Repository manager: CGI interface

The repository manager is the data handling portion of the wftk open-source workflow toolkit. It organizes objects (sometimes I call them entries) into lists. Such a collection of lists is called a repository. An additional feature of a repository is that it may have a Web view; the layout of this site is the other half of the repository manager's functionality. Pages are organized into a site map, and publishing links are established between lists and pages; when data is changes, static pages can be written to the Website, and those pages can be served up very quickly and easily.

All this functionality works rather well behind the scenes with the repmgr's command-line interface, but when it comes to adding and editing data, the command-line interface offers no particularly good solution, unless you genuinely enjoy typing long XML object files without any backspace. Thus a Web interface is a very handy addition to the toolkit; this CGI interface is the first such front end.

Since the repmgr already has a lot of HTML-formatting functionality built in, the CGI interface is designed to be integrated right into the Website it manages. This means that pages can be formatted in the same way as the overall site with no need to duplicate the formatting work between different systems.
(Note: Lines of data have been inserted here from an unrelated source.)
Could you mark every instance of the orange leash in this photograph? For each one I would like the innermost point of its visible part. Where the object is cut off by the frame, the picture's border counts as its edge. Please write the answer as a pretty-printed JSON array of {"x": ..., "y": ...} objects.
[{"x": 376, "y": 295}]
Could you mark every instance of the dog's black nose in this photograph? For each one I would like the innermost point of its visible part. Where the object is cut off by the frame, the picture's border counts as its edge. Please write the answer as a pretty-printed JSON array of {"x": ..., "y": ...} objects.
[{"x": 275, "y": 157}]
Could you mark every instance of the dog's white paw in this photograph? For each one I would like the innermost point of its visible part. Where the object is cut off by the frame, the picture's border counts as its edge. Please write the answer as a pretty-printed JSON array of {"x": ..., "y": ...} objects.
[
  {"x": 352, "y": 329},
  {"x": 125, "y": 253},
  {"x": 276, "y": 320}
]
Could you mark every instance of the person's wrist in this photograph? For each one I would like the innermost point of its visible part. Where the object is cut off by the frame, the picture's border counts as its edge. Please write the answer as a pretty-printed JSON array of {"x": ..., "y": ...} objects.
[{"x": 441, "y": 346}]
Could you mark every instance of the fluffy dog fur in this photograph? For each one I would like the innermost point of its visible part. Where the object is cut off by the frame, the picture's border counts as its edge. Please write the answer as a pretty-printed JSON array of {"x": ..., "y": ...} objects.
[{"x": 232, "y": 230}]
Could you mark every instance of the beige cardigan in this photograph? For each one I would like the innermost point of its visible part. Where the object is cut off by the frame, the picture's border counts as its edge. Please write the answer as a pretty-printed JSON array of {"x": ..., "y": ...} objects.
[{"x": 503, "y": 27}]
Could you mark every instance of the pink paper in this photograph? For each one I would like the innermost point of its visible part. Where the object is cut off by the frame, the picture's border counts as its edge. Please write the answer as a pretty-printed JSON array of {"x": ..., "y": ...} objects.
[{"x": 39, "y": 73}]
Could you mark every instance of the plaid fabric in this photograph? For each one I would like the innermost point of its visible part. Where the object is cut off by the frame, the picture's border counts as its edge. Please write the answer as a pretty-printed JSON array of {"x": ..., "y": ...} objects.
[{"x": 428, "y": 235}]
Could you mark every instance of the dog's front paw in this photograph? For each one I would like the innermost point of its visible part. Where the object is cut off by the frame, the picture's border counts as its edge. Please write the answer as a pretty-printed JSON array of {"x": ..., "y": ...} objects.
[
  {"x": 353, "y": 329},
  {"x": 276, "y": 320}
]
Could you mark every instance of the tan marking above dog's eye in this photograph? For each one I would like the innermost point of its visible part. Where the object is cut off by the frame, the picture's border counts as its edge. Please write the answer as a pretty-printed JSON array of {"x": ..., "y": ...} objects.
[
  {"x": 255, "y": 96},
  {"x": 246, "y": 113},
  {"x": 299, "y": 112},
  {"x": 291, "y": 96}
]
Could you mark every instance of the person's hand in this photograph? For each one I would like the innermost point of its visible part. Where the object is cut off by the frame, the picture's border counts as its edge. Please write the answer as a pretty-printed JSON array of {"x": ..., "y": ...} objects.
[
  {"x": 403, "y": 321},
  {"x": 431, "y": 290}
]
Moreover, since the repmgr is integrated with the overall wftk workflow system, it is very easy to set up a system to allow anonymous users (or non-anonymous users) to submit entries to lists, subject to an approval process involving responsible administrators. This is a powerful feature, and a quick-and-easy CGI interface to it means you can set up interactive Websites very easily. (Caveat: this is still alpha-quality software. So by "very easily" I may well mean something you don't find very easy. Give it some time, though, and it will be very easy.)

The CGI interface needn't provide the same level of functionality as the command-line interface. At first, all I really want to do is to provide facilities to display blank forms and add new objects, display edit forms and modify existing objects, list objects, and delete objects. And even listing objects will be the second phase of development -- the minimal level of functionality will rely on a functioning display Website to provide navigation for the editing scripts.

So. Down to business. First order of the day is to include our repmgr and CGI functionality, and get the CGI environment. I'm using my XMLCGI interface to collect CGI environment information; what a blast from the past! I haven't looked at it for two years or so, since I wrote it to support the prototype procdef editor. (Note that the procdef editor will soon be revived, based on the repository management functionality now finally working.) This framework below can be seen as the canonical framework for any CGI program. In the spirit of coming up with a universal template, I'm trying to build it as generally as possible.

#include "repmgr.h"
#include "../xmlapi/xmlcgi.h"

XML * cgi;
XML * env;
XML * query;

XML * headers; /* TODO: in case I decide to build a general CGI framework, this would be useful. */
XML * retval = NULL;

See Global variable definitions

int handle_error (const char * message);
int main(int argc, char* argv[]) {
   cgi = xmlcgi_init();
   env = xml_loc (cgi, ".environment");
   query = xml_loc (cgi, ".query");

   xml_set (cgi, "mimetype", "text/html");

   See Opening the repository definition
   See Authenticating the user
   See Figuring out what to do

   if (*xml_attrval (cgi, "redirect")) printf ("Location: %s\n", xml_attrval (cgi, "redirect"));
   printf ("Content-type: %s\n\n", xml_attrval (cgi, "mimetype"));
   if (retval) {
      xml_writehtml (stdout, retval);
      printf ("\n\n");
   } else {
      printf ("<h2>No result from script</h2><hr>No result was returned from this script.\n"); /* TODO: configuration value. */
   }

   printf ("<br><br><hr width=30%%><font size=-1 color=gray><center>Site managed brilliantly with <a href=http://www.vivtek.com/wftk/doc/code/repmgr/repmgr_cgi.html>repmgr CGI front end</a></center></font>\n\n");

   xml_free (cgi);
   return 0;
}

See Handling error display

Global variable definitions
Here are the global variables used by the rest of the program.

FILE * file;
XML * repos = NULL;
XML * list;
XML * layout;
XML * form;
XML * defn;
XML * obj;
XML * holder;
XML * mark;
const char * username;
const char * mode;
XML * action;

Opening the repository definition
The first order of business is of course to open the repository definition so that we can do everything else in the context of the repository. This is much simpler than in the case of the command-line interface, because there's no particularly nice way to pass in command-line flags to a CGI flag. So we just open the current directory's copy of site.opm. No muss, no fuss.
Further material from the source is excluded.